= Radical clock =

In chemistry, a radical clock is a chemical compound that assists in the indirect methodology to determine the kinetics of a free-radical reaction. The radical-clock compound itself reacts at a known rate, which provides a calibration for determining the rate of another reaction.

Many organic mechanisms involve intermediates that cannot be identified directly but which are inferred from trapping reactions. When such intermediates are radicals, their lifetimes can be deduced from radical clocks. An alternative, perhaps more direct approach involves generation and isolation of the intermediates by flash photolysis and pulse radiolysis, but such methods are time-consuming and require expensive equipment. With an indirect approach of radical clocks, one can still obtain relative or absolute rate constants without the need for instruments or equipment beyond those normally needed for the reaction being studied.

== Theory and technique ==
Radical clock reactions involve a competition between a unimolecular radical reaction with a known rate constant and a bimolecular radical reaction with an unknown rate constant to produce unrearranged and rearranged products. The rearrangement of an unrearranged radical, U•, proceeds to form R• (the clock reaction) with a known rate constant (k_{r}). These radicals react with a trapping agent, AB, to form the unrearranged and rearranged products UA and RA, respectively.

$$\begin{array}{l}
 \ce{U. + AB ->[k_R] {UA} + B.} \\
 \bigg\downarrow{k_r} \\
 \ce{R. + AB -> {RA} + B.}
\end{array}$$

The yield of the two products can be determined by gas chromatography (GC) or nuclear magnetic resonance (NMR). From the concentration of the trapping agent, the known rate constant of the radical clock, and the ratio of the products, the unknown rate constant can be indirectly established.

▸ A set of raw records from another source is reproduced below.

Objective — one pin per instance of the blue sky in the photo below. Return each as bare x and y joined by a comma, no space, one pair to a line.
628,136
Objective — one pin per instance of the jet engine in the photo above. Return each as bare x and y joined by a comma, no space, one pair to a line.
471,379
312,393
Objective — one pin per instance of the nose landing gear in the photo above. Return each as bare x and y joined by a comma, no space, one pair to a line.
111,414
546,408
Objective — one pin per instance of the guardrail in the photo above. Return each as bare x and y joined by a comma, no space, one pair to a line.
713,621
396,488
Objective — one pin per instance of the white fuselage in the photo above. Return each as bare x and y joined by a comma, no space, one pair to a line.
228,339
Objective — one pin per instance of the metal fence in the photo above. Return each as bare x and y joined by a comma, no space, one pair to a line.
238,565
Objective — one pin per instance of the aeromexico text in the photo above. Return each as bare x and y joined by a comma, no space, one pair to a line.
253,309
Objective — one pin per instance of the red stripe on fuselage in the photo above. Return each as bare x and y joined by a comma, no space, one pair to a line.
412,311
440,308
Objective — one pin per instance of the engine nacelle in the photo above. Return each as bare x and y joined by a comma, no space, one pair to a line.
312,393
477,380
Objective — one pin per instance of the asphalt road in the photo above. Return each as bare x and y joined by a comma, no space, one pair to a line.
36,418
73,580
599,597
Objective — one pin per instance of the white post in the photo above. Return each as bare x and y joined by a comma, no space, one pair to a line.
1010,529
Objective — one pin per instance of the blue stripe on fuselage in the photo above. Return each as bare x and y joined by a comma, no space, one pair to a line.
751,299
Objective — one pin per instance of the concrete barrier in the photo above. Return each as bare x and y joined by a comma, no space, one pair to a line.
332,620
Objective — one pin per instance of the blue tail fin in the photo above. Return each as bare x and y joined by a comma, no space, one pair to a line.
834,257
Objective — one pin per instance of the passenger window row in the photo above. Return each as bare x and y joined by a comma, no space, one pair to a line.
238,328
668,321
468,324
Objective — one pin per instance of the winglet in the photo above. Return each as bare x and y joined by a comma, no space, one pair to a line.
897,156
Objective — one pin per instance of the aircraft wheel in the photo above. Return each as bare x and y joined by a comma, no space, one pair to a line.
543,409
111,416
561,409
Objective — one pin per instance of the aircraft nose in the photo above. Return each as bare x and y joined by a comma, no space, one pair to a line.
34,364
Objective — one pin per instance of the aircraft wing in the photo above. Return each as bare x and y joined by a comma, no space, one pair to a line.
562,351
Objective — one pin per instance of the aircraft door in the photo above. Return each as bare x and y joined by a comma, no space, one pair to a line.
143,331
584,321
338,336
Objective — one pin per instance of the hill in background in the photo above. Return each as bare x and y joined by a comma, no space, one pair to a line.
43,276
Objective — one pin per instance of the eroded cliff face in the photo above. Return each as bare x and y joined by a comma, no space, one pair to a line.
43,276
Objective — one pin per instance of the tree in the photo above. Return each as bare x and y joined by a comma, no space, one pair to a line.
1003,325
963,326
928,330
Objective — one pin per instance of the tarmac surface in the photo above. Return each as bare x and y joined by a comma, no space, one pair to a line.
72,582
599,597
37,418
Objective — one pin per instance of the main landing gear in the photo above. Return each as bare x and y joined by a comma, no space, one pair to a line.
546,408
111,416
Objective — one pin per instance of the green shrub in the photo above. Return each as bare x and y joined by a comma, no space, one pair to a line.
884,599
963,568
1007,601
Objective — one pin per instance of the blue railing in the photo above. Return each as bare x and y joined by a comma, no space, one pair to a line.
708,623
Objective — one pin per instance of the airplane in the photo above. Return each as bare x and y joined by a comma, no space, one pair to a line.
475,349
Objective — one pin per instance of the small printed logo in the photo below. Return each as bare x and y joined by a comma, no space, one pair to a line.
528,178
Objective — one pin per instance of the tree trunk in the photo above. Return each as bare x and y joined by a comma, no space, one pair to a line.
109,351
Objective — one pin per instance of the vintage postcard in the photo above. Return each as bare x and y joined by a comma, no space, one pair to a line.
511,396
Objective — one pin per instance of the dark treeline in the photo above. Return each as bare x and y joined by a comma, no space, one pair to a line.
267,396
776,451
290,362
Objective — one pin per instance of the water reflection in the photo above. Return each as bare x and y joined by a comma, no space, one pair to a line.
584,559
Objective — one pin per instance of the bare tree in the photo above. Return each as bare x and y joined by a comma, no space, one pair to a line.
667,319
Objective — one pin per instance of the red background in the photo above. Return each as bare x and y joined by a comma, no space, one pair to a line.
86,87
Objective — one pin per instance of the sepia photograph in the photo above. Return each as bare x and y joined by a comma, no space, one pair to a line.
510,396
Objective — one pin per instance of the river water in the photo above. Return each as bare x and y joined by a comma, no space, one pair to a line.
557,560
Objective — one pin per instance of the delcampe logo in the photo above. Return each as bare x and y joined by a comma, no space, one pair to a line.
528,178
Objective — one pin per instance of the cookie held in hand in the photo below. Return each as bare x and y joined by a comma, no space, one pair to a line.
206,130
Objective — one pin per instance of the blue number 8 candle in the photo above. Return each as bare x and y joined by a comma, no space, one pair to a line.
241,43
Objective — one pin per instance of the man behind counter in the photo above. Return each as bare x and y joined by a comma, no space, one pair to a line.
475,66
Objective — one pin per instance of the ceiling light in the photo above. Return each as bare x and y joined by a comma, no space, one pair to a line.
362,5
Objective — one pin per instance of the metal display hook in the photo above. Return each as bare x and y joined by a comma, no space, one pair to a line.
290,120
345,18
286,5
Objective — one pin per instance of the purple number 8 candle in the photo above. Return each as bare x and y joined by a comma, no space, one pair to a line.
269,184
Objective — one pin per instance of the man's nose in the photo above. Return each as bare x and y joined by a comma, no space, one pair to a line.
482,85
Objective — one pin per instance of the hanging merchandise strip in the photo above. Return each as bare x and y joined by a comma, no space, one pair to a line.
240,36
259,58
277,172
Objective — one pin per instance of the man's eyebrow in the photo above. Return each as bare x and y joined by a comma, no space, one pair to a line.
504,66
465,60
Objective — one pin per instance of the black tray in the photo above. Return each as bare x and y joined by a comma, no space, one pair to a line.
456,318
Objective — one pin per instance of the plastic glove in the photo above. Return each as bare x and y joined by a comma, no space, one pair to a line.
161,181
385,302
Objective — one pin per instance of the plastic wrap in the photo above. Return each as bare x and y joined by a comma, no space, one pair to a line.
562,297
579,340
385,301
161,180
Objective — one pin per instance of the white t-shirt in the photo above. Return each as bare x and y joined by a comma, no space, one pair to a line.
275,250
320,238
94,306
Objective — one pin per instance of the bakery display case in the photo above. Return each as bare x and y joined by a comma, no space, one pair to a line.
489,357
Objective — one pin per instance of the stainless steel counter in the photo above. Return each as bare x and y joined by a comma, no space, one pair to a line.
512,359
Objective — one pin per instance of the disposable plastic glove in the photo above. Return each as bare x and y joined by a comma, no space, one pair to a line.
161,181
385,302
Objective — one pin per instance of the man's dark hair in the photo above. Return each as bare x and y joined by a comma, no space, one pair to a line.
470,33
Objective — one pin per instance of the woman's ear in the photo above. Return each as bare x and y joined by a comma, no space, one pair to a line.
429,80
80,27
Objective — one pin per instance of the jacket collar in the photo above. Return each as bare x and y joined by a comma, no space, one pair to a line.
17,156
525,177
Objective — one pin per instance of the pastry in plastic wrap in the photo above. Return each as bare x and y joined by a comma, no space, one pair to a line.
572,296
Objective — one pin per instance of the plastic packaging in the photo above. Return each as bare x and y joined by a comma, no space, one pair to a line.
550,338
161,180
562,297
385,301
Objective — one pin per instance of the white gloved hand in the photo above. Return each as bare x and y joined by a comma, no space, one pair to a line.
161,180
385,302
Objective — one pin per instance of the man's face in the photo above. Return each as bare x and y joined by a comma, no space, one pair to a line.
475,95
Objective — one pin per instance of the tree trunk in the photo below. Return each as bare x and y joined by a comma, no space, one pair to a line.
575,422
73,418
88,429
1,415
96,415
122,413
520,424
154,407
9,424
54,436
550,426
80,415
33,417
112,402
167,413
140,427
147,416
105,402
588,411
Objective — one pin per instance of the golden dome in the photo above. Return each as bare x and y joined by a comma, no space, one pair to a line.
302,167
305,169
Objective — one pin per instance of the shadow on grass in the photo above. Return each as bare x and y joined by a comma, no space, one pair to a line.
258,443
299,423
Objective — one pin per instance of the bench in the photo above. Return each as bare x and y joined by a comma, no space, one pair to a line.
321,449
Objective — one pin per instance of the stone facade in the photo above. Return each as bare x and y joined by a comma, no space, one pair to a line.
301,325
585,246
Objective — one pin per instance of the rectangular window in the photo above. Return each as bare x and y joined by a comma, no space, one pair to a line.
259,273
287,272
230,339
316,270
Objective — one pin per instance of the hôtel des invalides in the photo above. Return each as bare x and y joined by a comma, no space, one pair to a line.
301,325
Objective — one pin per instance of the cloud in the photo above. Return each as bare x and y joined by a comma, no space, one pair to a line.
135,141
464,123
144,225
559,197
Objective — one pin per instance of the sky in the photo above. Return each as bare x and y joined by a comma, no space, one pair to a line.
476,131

If a chemical equilibrium exists between U• and R•, the rearranged products are dominant. Because the unimolecular rearrangement reaction is first order and the bimolecular trapping reaction is second order (both irreversible), the unknown rate constant (k_{R}) can be determined by:
$k_R = \frac{k_r [\ce{UA}]}\ce{[AB][RA]}$

== Clock rates ==
The driving force behind radical clock reactions is their ability to rearrange. Some common radical clocks are radical cyclizations, ring openings, and 1,2-migrations. Two popular rearrangements are the cyclization of 5-hexenyl and the ring-opening of cyclopropylmethyl:

5-hexenyl radical undergoes cyclization to produce a five-membered ring because this is entropically and enthalpically more favored than the six-membered ring possibility. The rate-constant for this reaction is 2.3×10^{5} s^{−1} at 298 K.

Cyclopropylmethyl radical undergoes a very rapid ring opening rearrangement that relieves the ring strain and is enthalpically favorable. The rate-constant for this reaction is 8.6×10^{7} s^{−1} at 298 K.

In order to determine absolute rate constants for radical reactions, unimolecular clock reactions need to be calibrated for each group of radicals such as primary alkyls over a range of time. Through the usage of EPR spectroscopy, the absolute rate constants for unimolecular reactions can be measured with a variety of temperatures. The Arrhenius equation can then be applied to calculate the rate constant for a specific temperature at which the radical clock reactions are conducted.

When using a radical clock to study a reaction, there is an implicit assumption that the rearrangement rate of the radical clock is the same as when the rate of that rearrangement reaction rate is determined. A theoretical study of the rearrangement reactions of cyclobutylmethyl and of 5-hexenyl in a variety of solvents found that their reaction rates were only very slightly affected by the nature of the solvent.

The rates of radical clocks can be adjusted to increase or decrease by what types of substituents are attached to the radical clock. In the figure below, the rates of the radical clocks are shown with a variety of substituents attached to the clock.

| X | Y | k (s^{−1}) |
|---|---|---|
| Ph | Ph | 5×10^{7} |
| OCH_{3} | H | 1.4×10^{5} |
| OCH_{3} | CN | 2.5×10^{8} |
| CN | H | 1.6×10^{8} |

By selecting among the general classes of radical clocks and the specific substituents on them, one can be chosen with a rate-constant suitable for studying reactions having a wide range of rates. Reactions having rates ranging from 10^{−1} to 10^{12} M^{−1} s^{−1} have been studied using radical clocks.

== Examples of use ==
Radical clocks are used in reduction of alkyl halides with sodium naphthalenide, reaction of enones, the Wittig rearrangement, reductive elimination reactions of dialkylmercury compounds, dioxirane dihydroxylations, and electrophilic fluorinations.